BMC Neuroscience201516 (Suppl 1) :P71

https://doi.org/10.1186/1471-2202-16-S1-P71

  • Published:

Keywords

  • Primary Visual Cortex
  • Spike Frequency
  • Connection Strength
  • Stimulus Size
  • Natural Stimulus

In the primary visual cortex (V1), increasing stimulus size first increases and then decreases the neural firing rate before reaching an asymptote [1, 2]. This typical response curve, area summation function (ASF), defines canonical contextual modulation in typical V1 neuron. Previous studies suggest that contextual modulation associates with efficiency of the neural network [3, 4]. Here, we studied the relationship between ASF and efficiency of system level neural activation patterns.

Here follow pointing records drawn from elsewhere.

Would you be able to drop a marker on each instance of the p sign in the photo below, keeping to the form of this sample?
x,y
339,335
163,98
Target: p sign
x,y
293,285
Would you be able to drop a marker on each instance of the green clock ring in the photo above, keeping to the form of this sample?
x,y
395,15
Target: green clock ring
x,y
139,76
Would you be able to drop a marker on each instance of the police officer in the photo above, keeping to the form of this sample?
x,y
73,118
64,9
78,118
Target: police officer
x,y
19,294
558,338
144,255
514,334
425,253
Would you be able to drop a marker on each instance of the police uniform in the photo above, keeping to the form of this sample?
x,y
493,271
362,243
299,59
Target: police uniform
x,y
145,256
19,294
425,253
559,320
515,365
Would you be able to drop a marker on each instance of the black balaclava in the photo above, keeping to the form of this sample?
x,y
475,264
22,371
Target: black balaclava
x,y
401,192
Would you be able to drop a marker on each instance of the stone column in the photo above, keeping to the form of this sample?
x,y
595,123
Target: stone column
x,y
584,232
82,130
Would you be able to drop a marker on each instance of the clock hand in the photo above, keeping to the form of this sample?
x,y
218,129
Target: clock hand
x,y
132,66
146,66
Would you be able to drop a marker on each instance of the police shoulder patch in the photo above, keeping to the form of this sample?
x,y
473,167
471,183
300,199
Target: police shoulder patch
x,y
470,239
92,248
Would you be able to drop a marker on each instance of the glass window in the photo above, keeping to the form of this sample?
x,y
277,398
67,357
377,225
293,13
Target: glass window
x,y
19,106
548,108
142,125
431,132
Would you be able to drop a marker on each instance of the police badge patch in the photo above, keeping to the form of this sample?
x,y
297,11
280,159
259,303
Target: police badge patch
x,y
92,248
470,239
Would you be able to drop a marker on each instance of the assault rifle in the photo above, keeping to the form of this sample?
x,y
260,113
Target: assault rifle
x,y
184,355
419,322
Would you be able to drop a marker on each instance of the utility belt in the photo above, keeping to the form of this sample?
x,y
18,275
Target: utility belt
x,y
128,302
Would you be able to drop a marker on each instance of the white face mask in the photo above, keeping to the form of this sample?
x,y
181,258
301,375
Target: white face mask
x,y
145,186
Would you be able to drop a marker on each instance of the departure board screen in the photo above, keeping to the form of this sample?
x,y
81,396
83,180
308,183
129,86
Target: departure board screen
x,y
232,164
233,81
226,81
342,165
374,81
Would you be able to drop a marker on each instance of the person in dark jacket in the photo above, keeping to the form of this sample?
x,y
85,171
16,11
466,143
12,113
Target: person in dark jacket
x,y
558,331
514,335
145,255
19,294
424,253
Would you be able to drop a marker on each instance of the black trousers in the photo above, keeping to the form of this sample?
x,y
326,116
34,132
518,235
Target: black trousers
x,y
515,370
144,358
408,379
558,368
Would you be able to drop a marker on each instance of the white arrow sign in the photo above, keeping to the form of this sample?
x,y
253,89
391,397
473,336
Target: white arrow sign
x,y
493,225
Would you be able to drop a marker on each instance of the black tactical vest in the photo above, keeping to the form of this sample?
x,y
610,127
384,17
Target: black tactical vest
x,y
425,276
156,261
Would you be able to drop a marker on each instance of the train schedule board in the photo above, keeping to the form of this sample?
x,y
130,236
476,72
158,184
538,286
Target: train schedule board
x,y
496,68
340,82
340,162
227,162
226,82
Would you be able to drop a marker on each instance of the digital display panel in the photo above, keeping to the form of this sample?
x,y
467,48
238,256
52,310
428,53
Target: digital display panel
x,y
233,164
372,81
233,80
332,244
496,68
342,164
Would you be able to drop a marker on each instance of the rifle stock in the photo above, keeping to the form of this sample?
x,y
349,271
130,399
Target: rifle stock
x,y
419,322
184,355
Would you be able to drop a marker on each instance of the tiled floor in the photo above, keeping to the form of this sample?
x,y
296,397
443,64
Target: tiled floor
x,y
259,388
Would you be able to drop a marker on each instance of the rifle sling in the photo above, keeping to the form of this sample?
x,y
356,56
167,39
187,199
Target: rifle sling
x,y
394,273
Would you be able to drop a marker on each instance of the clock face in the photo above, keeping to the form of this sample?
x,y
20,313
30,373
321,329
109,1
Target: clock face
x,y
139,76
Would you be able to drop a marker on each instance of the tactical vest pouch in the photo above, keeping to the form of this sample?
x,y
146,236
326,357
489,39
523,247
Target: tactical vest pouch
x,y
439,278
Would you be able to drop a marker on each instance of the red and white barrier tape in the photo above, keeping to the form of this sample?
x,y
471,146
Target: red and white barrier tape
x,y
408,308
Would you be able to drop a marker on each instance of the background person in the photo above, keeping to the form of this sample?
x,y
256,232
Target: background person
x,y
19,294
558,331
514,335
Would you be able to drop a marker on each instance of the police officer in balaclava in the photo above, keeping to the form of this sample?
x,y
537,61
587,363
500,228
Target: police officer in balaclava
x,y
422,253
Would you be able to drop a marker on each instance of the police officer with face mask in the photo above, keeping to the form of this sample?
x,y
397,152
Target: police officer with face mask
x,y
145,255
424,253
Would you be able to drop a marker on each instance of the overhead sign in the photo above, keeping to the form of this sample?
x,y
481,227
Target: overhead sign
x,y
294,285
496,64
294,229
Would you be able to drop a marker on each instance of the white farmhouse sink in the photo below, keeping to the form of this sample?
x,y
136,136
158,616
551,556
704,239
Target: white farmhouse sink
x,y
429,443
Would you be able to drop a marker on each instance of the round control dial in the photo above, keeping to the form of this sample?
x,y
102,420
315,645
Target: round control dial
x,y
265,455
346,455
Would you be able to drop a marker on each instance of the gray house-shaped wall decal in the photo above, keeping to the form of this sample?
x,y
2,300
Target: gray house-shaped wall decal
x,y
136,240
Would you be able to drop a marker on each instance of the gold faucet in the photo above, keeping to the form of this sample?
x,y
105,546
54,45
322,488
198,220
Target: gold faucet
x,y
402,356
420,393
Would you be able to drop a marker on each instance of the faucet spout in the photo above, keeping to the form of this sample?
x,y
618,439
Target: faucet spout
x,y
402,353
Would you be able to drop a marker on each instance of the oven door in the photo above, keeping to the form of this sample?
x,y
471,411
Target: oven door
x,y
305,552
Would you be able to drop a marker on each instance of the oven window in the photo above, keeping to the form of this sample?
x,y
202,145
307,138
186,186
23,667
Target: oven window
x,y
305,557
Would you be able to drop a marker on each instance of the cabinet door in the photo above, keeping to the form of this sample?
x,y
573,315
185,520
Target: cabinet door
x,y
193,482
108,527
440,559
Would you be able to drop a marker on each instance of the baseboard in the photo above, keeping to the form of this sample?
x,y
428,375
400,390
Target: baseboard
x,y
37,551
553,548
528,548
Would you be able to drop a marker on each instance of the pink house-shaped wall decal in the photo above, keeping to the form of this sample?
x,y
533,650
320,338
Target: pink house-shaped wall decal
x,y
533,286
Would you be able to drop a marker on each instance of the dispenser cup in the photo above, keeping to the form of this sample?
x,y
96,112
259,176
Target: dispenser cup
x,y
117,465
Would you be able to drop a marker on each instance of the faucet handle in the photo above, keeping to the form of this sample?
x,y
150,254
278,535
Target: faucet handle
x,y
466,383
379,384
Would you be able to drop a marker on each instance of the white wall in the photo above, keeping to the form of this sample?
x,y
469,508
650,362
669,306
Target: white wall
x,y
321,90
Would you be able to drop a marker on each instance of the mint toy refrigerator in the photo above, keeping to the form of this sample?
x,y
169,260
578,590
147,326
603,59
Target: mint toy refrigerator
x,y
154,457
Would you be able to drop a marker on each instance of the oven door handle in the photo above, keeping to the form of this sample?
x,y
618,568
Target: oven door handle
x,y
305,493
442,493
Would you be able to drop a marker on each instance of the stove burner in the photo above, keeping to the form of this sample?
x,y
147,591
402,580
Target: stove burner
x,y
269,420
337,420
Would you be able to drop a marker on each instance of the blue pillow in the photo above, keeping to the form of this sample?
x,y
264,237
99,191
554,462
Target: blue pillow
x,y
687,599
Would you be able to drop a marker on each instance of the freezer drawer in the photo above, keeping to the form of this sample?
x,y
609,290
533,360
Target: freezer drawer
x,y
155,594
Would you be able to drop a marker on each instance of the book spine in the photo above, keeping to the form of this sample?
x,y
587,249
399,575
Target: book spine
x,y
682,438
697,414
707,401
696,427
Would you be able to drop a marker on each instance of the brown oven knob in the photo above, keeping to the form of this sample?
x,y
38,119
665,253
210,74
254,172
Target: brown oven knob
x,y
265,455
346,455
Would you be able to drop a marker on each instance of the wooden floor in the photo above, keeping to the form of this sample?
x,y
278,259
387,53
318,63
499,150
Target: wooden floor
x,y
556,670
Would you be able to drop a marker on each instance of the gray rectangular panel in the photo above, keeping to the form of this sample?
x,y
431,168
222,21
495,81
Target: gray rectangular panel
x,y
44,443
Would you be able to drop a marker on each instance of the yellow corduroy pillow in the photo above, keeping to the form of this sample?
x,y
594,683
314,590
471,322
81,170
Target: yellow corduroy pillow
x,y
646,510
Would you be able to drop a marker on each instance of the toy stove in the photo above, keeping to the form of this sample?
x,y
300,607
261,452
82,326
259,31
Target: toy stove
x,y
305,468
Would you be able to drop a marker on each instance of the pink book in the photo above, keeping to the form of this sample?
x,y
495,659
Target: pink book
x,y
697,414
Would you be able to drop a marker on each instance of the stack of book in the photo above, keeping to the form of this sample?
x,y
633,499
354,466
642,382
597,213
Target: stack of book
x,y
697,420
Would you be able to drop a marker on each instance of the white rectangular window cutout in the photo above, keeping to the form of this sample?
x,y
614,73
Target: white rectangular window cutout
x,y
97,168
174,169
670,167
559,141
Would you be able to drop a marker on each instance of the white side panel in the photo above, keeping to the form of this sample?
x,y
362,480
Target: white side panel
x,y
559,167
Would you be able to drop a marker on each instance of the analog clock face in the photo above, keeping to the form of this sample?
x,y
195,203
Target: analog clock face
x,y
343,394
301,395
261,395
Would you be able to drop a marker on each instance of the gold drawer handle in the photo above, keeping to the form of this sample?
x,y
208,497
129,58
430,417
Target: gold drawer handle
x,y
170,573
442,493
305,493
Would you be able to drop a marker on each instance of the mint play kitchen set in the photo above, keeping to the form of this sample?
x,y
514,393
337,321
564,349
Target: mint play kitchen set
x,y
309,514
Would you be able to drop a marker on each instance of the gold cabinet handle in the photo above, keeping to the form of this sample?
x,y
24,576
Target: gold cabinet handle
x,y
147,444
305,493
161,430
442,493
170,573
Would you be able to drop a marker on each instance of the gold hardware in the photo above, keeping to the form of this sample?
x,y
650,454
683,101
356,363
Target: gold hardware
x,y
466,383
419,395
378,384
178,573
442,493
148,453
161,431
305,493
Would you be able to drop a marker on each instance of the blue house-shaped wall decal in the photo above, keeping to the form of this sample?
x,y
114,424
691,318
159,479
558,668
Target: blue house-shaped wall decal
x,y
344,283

Cavanaugh et al. [1] provided quantitative data from macaque cortex, as well as a mathematical description for the ASF. Therefore, we created a theoretical expected cortical response for an arbitrary gray-level image input stimulus based on ASF. Next, we used a biophysically meaningful (biomimetic) network of exponential integrate-and-fire neurons to stimulate V1 response (Heikkinen, Sharifian, Vigario and Vanni, unpublished observations). As an outcome, we compared the distance between the biomimetic simulator outputs to the expected ASF function (Distance to Area Summation, DAS). Finally, we studied entropy per spike, energy consumption and neural population sparseness as a function of the DAS for 20 natural grayscale images. In the biomimetic simulation we left V1-extrastriate and V1 excitatory-inhibitory connection strengths as free parameters in the simulations. A square search with 626 combinations of values was run for all the 20 natural stimuli resulting in 20 * 626 = 12520 simulated response patterns.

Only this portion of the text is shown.